Dada su inexperiencia, la dirección del nuevo taller no era cosa fácil, y la competencia era más reñida que al principio, y de ahí que muchas noches, al regresar a su casa, se sintiese rendida, preocupada y malhumorada. Y cuando Frank tosía tímidamente y le decía: «Nena, yo no haría eso», o: «Nena, si estuviese en tu lugar…», tenía que hacer un gran esfuerzo para no estallar en furia, y a veces no sabía contenerse. Si él no tenía agallas para hacer más dinero, ¿por qué había de criticarla siempre? ¡Y las cosas por las que se atormentaba eran tan nimias! ¿Qué más daba, en tiempos como los actuales, que ella no fuese muy femenina? Especialmente cuando el poco femenino aserradero producía el dinero que se necesitaba tanto para ella como para la familia y para el mismo Frank.
Frank deseaba reposo y tranquilidad. La guerra, en la que había participado tan concienzudamente, le había estropeado la salud, le había costado su fortuna y había hecho de él un viejo. No deploraba nada de esto y, después de cuatro años de guerra, lo único que pedía a la vida era paz y amabilidad, caras sonrientes en derredor suyo y la aprobación de sus amigos. Pronto averiguó que la paz doméstica tenía su precio y que este precio era dejar que Scarlett hiciese lo que se le antojase, fuere lo que fuere. De ahí que, sintiéndose tan cansado de luchar, comprase la deseada paz aun a ese precio. A veces, pensaba que valía la pena hacerlo al ver la sonrisa de su mujer cuando ella le iba a abrir la puerta principal en el frío crepúsculo y le besaba en la oreja, en la nariz o en cualquier sitio impropio, o al sentir su cabecita anidar lánguidamente bajo su brazo por la noche, entre las abrigadas mantas de la cama. ¡El hogar era tan agradable cuando se dejaba a Scarlett hacer lo que le viniese en gana! Pero la paz que Frank lograba era falsa, solamente externa, porque la había comprado a costa de todo lo que él creía sagrado en la vida conyugal.
«La mujer tiene que prestar más atención a su casa y a su familia y no andar corriendo por ahí como un hombre —pensaba—. Acaso si tuviese un nene…»
Sonreía al pensar en un nene, y se acordaba de ello con frecuencia. Scarlett había dicho abiertamente que no quería más hijos, pero éstos rara vez aguardaban a recibir una invitación especial. Frank sabía que muchas mujeres decían que no querían tener hijos, pero todo esto eran temores y tonterías. Si a Scarlett le naciese otro nene, le querría mucho y sería feliz quedándose en casa a cuidarlo. Se vería entonces obligada a vender el taller de aserrar, y así se terminarían sus problemas. Una mujer necesita hijos para ser completamente feliz, y Frank comprendía que Scarlett no lo era. Por ignorante que él fuese en todo lo que respectaba a las mujeres, no estaba tan ciego que no viese que ella, en ocasiones, era desgraciada.

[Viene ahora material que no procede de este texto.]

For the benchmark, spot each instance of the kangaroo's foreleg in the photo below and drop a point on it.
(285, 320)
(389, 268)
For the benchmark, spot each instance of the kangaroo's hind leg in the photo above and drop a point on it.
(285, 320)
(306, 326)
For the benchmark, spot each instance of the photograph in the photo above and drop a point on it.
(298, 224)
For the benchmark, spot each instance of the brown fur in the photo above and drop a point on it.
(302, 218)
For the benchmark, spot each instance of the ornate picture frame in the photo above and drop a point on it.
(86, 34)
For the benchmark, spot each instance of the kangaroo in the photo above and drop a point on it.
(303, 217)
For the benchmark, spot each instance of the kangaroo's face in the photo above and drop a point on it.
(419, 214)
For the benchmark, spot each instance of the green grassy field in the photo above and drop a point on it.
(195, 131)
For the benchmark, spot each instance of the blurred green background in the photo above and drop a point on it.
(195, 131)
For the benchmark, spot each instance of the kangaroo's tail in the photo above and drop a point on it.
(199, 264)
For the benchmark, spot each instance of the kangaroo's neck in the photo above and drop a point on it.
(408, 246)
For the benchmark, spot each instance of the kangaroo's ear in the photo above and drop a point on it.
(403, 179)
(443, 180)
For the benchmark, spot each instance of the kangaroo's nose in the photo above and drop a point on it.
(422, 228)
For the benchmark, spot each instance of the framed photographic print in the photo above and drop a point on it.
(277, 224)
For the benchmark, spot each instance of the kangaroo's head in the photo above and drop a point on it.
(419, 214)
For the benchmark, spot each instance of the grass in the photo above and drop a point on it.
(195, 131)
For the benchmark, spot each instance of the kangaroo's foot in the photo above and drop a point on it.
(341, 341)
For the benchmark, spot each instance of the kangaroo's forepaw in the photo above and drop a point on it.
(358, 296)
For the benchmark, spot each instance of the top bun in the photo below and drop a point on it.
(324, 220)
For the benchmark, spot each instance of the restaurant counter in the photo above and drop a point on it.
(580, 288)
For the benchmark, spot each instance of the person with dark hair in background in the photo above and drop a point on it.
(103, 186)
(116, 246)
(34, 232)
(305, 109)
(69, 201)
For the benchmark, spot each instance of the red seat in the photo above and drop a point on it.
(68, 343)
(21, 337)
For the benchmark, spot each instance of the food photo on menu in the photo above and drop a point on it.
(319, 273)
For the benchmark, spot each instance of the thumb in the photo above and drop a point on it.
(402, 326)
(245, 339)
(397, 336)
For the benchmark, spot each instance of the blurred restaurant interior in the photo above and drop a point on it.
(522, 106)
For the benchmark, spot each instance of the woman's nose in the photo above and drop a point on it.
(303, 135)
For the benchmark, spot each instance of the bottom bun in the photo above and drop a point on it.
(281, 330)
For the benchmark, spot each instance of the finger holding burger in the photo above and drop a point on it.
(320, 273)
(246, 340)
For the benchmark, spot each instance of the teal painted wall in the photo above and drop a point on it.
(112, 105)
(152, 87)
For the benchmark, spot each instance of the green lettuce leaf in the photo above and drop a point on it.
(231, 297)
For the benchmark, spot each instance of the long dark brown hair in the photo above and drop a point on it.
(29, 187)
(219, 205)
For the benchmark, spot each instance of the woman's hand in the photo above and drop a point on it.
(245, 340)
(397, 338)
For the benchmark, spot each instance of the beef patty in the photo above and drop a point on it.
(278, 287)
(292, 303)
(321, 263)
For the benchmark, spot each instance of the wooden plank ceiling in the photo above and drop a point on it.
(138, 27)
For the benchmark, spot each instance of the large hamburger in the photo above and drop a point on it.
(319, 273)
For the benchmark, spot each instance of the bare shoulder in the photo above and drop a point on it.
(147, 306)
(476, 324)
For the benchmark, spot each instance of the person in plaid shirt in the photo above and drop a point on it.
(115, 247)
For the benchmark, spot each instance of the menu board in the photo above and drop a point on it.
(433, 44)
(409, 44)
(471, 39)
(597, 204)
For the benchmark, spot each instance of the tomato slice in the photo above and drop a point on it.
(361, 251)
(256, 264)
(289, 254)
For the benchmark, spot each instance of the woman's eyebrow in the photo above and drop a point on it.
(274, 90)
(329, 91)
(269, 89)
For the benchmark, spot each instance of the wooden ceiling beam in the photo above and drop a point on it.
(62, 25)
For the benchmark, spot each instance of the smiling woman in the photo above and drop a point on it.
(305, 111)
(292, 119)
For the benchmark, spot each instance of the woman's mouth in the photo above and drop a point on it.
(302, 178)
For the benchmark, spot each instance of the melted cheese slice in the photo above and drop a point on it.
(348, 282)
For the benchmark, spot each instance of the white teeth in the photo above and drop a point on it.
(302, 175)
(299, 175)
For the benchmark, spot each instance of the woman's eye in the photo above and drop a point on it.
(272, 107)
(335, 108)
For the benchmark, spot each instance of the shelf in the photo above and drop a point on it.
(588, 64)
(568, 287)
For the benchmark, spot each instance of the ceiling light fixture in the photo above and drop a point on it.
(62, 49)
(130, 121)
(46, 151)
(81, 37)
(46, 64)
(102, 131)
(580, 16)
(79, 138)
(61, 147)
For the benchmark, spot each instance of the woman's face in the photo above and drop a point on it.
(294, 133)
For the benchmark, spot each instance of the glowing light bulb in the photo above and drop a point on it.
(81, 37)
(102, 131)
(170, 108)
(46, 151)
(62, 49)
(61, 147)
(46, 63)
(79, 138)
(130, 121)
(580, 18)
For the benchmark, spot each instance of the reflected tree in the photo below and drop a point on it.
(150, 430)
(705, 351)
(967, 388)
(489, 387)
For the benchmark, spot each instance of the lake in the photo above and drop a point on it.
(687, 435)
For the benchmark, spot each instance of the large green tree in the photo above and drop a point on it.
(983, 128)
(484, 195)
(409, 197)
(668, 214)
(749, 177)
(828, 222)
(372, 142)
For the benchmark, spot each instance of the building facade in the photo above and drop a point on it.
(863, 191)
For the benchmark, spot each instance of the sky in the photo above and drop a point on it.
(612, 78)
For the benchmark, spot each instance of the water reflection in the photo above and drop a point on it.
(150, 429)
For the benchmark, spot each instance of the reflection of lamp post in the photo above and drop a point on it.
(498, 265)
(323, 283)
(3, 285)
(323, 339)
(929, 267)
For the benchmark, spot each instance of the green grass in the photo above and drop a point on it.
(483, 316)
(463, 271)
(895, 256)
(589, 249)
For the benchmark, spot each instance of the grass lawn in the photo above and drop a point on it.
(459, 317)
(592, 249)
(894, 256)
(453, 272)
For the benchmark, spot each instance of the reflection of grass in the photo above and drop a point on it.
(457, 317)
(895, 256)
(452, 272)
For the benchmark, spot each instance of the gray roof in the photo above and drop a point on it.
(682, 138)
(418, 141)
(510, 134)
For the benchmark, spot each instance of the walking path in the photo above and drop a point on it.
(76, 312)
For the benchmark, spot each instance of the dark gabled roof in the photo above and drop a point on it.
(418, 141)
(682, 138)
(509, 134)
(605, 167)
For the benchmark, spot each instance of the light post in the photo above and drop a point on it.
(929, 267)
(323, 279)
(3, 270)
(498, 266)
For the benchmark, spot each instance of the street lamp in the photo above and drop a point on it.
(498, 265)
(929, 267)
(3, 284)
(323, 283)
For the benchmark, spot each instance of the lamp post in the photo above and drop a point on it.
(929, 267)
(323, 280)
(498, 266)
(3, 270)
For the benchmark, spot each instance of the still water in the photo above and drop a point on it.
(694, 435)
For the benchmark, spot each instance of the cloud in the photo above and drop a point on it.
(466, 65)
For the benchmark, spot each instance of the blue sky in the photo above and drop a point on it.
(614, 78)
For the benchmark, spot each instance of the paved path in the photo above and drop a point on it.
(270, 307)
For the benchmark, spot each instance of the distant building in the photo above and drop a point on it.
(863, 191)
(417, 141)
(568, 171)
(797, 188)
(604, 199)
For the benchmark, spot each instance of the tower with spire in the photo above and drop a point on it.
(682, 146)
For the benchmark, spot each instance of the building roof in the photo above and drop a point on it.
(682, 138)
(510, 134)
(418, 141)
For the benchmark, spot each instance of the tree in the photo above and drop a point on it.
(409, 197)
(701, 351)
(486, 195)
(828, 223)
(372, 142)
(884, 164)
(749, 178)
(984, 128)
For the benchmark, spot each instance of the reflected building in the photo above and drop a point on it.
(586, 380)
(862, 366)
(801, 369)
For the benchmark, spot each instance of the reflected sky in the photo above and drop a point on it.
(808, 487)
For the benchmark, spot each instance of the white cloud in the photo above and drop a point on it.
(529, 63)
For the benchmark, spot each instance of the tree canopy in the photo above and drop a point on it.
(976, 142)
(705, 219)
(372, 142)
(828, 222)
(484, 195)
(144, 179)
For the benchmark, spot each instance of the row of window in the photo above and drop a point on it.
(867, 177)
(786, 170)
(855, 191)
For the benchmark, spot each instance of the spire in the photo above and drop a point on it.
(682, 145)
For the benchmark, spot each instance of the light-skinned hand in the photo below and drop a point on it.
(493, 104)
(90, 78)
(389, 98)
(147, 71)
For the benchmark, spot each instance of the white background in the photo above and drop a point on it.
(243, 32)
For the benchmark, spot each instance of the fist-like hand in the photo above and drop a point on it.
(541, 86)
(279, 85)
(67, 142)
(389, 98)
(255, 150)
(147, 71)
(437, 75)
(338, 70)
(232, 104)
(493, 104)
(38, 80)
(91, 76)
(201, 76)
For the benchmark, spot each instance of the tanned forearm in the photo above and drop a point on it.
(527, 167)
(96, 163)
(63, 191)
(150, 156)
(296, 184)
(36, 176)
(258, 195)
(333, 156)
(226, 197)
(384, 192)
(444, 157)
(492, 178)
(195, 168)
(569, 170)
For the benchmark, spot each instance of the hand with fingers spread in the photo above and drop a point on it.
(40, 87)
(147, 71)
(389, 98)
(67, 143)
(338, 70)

A veces, él despertaba por la noche y percibía el suave ruido de un llanto ahogado en la almohada. La primera vez que se despertó al sentir que la cama se movía a compás de las sacudidas de los sollozos, Frank se alarmó y preguntó: «¿Qué te pasa, cariño mío?»; pero ella no le dio más respuesta que un grito vehemente: «¡Oh, déjame, por favor!»
Sí, un hijo la haría feliz y apartaría su mente de cosas en las que no tenía por qué interesarse. Más de una vez, Frank suspiraba y le parecía haber logrado capturar un ave tropical resplandeciente con su plumaje de gemas y llamas, cuando él se hubiera contentado simplemente con un vulgar reyezuelo desprovisto de tan brillantes colores. Sí, un pajarillo le hubiera valido más, mucho más.